Assistant developed by Norwegian engineer Rukaya Johaadien helps transform spreadsheets into standardized GBIF-ready datasets; Planetary Knowledge Base and CoreTech Assistant place second and third in annual incentive prize.
ChatIPT, a chatbot that cleans and standardizes spreadsheets, creates basic metadata and guides students and researchers through the process of publishing data into the GBIF network, has won GBIF’s 2024 Ebbe Nielsen Challenge.
Developed by Rukaya Johaadien, head engineer at GBIF Norway in the Natural History Museum, University of Oslo, ChatIPT helps new or occasional data publishers without specialized knowledge transform a raw, unformatted spreadsheet and share a standardized dataset on GBIF.org. Rukaya Johaadien’s chatbot provides conversation-style support to students and researchers who hold biodiversity data but are first-time or infrequent data publishers. Its prompts guide users as it cleans and standardizes spreadsheets, creates basic metadata, and publishes well-structured datasets on GBIF.org as a Darwin Core Archive.

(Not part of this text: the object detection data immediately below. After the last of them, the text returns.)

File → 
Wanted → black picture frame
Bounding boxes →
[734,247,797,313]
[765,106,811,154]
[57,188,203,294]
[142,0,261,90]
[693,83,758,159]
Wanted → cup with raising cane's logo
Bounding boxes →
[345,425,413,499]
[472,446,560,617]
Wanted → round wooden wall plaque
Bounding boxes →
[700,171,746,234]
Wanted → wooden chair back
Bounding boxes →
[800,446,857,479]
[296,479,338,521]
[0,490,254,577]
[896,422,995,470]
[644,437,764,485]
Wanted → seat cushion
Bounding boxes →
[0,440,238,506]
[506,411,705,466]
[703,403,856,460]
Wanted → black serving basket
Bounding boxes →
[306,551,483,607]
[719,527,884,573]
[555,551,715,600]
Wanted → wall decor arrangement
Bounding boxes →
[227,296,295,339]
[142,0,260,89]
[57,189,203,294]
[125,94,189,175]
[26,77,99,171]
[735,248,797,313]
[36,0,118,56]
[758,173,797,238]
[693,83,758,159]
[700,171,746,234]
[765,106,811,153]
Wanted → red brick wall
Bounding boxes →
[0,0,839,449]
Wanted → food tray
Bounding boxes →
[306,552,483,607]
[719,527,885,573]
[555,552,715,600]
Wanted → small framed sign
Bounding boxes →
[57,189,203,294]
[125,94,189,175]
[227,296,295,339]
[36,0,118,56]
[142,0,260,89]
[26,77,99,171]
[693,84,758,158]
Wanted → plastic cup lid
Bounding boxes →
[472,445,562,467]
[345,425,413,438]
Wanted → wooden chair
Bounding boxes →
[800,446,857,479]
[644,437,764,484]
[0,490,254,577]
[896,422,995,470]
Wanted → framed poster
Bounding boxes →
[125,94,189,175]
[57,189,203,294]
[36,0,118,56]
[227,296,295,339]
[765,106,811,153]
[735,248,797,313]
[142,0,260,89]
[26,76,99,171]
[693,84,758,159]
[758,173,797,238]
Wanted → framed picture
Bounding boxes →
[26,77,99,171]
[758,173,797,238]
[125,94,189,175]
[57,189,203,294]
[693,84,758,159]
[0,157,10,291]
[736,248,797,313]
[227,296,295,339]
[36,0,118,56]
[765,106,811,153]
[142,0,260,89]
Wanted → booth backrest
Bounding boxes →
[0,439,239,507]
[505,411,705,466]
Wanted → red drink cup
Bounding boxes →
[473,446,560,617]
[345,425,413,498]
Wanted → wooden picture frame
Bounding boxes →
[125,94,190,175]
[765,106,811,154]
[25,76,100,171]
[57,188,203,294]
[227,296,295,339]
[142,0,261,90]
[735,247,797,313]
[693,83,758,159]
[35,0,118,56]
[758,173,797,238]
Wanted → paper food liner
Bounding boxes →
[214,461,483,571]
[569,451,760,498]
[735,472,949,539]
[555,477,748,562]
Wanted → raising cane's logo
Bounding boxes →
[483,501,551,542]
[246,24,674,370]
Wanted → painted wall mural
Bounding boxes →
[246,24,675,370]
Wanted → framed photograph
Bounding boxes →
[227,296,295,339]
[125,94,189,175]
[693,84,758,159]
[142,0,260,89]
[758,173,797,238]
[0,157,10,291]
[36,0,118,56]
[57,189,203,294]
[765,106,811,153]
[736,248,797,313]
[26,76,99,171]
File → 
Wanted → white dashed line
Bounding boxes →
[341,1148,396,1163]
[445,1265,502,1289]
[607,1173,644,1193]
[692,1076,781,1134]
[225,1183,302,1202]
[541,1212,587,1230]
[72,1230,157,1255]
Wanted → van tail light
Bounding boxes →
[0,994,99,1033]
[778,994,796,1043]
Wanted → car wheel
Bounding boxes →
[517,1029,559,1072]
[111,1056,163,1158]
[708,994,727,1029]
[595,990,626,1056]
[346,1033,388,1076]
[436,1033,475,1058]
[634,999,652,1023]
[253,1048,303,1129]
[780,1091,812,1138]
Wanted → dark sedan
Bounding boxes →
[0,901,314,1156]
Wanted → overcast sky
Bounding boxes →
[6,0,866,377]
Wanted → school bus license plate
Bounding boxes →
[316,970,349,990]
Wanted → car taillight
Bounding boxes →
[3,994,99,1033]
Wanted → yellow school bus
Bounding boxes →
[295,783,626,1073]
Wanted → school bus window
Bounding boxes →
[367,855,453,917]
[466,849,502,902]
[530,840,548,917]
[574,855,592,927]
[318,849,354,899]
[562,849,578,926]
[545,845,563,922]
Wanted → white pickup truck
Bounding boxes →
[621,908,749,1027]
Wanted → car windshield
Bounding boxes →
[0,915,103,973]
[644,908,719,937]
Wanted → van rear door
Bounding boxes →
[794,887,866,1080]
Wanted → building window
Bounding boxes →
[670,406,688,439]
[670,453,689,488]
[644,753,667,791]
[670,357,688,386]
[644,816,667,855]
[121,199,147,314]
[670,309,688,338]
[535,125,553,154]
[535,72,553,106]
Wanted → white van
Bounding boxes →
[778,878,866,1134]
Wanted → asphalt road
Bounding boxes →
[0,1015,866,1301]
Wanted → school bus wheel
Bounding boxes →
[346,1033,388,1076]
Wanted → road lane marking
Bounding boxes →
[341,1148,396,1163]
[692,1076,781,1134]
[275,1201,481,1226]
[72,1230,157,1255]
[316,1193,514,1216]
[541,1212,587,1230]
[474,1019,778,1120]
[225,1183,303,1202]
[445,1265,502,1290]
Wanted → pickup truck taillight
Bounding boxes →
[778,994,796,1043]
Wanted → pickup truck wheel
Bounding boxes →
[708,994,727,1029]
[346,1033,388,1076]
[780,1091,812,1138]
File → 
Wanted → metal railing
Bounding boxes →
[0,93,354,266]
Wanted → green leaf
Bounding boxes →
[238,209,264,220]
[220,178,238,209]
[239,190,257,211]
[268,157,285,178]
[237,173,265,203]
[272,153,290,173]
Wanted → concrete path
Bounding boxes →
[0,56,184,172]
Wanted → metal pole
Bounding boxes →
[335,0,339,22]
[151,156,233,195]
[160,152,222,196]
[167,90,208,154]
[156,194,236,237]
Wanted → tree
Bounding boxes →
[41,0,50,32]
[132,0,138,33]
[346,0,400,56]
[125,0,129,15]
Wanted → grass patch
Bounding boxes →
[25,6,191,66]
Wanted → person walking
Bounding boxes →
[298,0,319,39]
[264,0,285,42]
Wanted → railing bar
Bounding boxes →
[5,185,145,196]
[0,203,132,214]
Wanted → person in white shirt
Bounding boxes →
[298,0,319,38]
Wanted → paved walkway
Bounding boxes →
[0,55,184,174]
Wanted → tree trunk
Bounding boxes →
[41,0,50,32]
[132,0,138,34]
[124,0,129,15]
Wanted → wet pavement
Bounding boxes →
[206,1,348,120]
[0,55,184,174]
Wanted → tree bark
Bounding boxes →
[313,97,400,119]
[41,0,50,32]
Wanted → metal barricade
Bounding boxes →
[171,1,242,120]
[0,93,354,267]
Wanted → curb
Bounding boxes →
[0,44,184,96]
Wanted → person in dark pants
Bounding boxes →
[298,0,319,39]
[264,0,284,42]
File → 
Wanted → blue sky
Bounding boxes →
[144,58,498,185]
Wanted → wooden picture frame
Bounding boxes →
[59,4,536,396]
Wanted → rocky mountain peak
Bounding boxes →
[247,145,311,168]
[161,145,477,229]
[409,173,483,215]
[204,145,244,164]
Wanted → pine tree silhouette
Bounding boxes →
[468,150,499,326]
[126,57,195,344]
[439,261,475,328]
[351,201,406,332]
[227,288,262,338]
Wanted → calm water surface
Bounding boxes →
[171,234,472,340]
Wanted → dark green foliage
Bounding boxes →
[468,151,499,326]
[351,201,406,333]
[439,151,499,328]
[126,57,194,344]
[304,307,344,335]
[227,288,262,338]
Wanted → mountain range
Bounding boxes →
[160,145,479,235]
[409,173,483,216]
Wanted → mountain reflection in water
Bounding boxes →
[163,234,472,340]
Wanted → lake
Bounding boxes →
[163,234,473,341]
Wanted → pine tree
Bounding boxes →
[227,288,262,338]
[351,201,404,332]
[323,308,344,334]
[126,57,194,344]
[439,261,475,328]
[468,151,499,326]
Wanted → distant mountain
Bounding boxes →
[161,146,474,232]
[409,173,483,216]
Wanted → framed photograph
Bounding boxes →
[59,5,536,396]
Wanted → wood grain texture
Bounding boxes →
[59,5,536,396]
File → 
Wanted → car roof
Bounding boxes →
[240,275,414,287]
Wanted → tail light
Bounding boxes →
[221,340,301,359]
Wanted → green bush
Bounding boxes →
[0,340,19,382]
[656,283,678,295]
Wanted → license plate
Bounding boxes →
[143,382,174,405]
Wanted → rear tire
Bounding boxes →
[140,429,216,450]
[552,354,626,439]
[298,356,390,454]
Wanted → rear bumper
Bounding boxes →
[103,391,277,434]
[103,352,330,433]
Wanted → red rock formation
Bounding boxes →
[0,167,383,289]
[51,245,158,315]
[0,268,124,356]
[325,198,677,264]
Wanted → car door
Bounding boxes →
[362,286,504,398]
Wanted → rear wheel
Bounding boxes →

Selected second- and third-prize winners, respectively are:
Planetary Knowledge Base, an automated transcription service for specimen developed by a team from the Natural History Museum, London, led by postdoc Gu “Hiris” Qianqian with Vince Smith and Ben Scott. This early prototype provides an automated transcription service that captures structured semantic data from specimen label images by leveraging large language models (LLMs) and Graph Convolutional Neural Networks (GCNNs). Through its innovative approach, the Planetary Knowledge Base (PKB) may transform processes for digitizing and analysing natural history collections.
CoreTech Assistant, an AI-based help desk for beginner-level data publishers built by Chen Yao, a Taiwanese crop scientist and volunteer at TaiBIF currently performing military service. Chen Yao’s multilingual chatbot prototype leverages Retrieval-Augmented Generation (RAG) technology to bridge users’ linguistic gaps while reducing the steep learning curve for the Darwin Core data standard.